Washing Your Sheets 101
Here’s the thing: If you’re only washing your bed sheets once a month, you’re not doing it enough. Ideally, you should be washing them every week. (Or, at a minimum, every other week.) If you’re sick or taking care of someone who’s not feeling well, washing the bed sheets daily is an important step when it comes to getting better. Don’t forget to wash the sheets in warm water and dry on a high setting to kill any potential bacteria.
And don’t forget about your pillow. Yes, the actual pillow, not just the case. You may not want to think about it, but pillows can host mold, yeast, and bacteria, which, in turn, can cause conditions like asthma. Haven’t washed your pillow in years? Maybe this is the time to invest in a new one.
What Lives in Your Sheets?
By now, you’ve probably checked your sheets to see if anything’s there. If you don’t see anything, you shouldn’t feel relief. The thing is, you won’t be able to find anything without the help of a microscope, which can magnify all those small, white spider-like creatures that call your bedding home. Known as dust mites, these pests are invisible to the naked eye, but they’re around. The best way to keep them under control? Wash your sheets regularly in hot water. If you don’t, you might develop allergies or inadvertently weaken your immune system.
Of course, dust mites aren’t the only things residing in your sheets. Dead skin cells are an unavoidable contaminant since our bodies shed a million skin cells every single day. To make things worse, these cells actually attract dust mites. Additionally, most sheets are dirtied by natural oils that your body produces and, of course, sweat. For those of us who enjoy a midnight snack, there might even be some crumbs dotting the bed sheets.
A Guide to Washing Your Bed Sheets
Already planning your next washing? Luckily, there are plenty of ways you can clean each piece of bedding to keep things fresh, clean and dust mite-free. Remember: It’s always important to follow the manufacturer-provided instructions, but these tips might help take things to the next level.

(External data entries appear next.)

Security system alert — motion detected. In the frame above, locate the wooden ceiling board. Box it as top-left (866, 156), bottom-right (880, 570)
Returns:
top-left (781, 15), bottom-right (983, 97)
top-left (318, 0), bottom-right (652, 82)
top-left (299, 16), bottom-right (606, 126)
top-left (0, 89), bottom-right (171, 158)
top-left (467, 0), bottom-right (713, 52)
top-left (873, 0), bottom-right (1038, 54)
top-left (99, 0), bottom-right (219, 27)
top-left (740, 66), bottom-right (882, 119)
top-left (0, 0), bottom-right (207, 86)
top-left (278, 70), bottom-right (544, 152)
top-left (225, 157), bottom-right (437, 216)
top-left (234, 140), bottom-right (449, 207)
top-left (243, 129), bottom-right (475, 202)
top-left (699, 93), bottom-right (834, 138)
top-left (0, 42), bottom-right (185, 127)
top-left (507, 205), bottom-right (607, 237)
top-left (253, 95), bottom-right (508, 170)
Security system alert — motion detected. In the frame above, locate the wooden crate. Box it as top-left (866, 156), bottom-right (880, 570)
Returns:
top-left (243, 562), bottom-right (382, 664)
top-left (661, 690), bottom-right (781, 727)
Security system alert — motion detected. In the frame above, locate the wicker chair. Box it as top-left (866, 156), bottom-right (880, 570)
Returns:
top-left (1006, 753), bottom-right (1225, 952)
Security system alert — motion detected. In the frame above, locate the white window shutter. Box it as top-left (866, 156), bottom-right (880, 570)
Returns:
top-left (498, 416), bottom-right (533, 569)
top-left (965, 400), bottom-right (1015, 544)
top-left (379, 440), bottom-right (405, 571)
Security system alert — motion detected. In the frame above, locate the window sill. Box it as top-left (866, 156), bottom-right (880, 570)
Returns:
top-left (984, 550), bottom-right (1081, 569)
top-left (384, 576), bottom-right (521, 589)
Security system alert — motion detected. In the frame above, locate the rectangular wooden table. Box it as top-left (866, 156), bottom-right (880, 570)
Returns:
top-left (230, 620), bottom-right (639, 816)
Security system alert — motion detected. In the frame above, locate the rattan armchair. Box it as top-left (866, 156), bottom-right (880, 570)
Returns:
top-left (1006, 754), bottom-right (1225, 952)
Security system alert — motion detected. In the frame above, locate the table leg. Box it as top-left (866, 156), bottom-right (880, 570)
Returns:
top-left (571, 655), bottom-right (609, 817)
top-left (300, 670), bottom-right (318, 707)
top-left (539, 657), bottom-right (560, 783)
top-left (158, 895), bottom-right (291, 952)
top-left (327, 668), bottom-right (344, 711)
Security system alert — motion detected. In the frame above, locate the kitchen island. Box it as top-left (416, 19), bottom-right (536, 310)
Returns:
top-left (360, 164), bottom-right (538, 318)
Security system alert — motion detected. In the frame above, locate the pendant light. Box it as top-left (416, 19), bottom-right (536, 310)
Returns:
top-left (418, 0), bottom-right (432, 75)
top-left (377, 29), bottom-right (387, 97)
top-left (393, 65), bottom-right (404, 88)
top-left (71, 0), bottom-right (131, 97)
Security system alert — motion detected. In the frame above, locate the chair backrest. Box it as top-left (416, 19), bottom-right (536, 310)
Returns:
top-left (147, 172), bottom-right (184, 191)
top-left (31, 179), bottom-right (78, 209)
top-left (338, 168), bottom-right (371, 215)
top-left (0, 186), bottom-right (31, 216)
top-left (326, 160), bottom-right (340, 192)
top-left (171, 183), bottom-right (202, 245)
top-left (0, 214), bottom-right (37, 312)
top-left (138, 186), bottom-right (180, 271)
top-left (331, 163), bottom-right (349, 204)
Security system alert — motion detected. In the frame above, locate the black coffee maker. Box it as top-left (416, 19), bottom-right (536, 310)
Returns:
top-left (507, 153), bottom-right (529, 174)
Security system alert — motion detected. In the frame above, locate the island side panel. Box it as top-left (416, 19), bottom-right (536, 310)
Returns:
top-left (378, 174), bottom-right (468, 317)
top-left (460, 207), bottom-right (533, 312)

- If hand-washing, your bed sheets should be washed in hot, soapy water.
- Make sure you don’t wash them with clothes as this may cause damage or lead to pilling.
- If you spot a stain, try to take care of it before the washing process begins.
- Need to brighten up white sheets? Add a quarter of a cup of lemon juice before washing with warm water.
- When using a dryer, try a medium or low setting since high heat might damage the fibers.
- Fun fact: The best way to prevent your sheets from stretching out is to ball them up when you put them in the washer.
- Depending on your blanket fabric, you may need to pay attention to the instructions provided by the manufacturer. Generally, your wool blankets should only be washed in cold water and put on a low spin setting once in the dryer.
- Never wash your electric blankets or weighted blankets in a machine — for obvious reasons.
- Don’t have time for a proper wash? Try vacuuming your blankets.
- To avoid further damage, mend any rips and tears before washing your blanket.
Comforters & Bedspreads:
- Comforter washing is a bit complicated. You should always test the comforter for colorfastness first by dipping a corner into a bit of the detergent. If the color bleeds, have it dry-cleaned instead.
- Your comforters or bedspreads may require special care that your regular washing machine isn’t able to provide as well. Consider cleaning them in a commercial washer and dryer instead.
- If you’ve decided to wash your comforter at home, you should do so in cold water and on low heat. If possible, let the washed bedspread air dry on a clothesline.
- Quilts are just as delicate as comforters and should be washed in the same way.
- It’s always best to hand wash quilts that are old and fragile.
- Never wash silk or velvet quilts.
- Pillowcases should be machine-washed in cold water and dried on a cool setting.
- Remember to fluff your pillows daily to get rid of dust and dead skin cells.
- You should air out your pillows frequently by hanging them on a clothesline — or, if you don’t have a clothesline, leave them near an open window.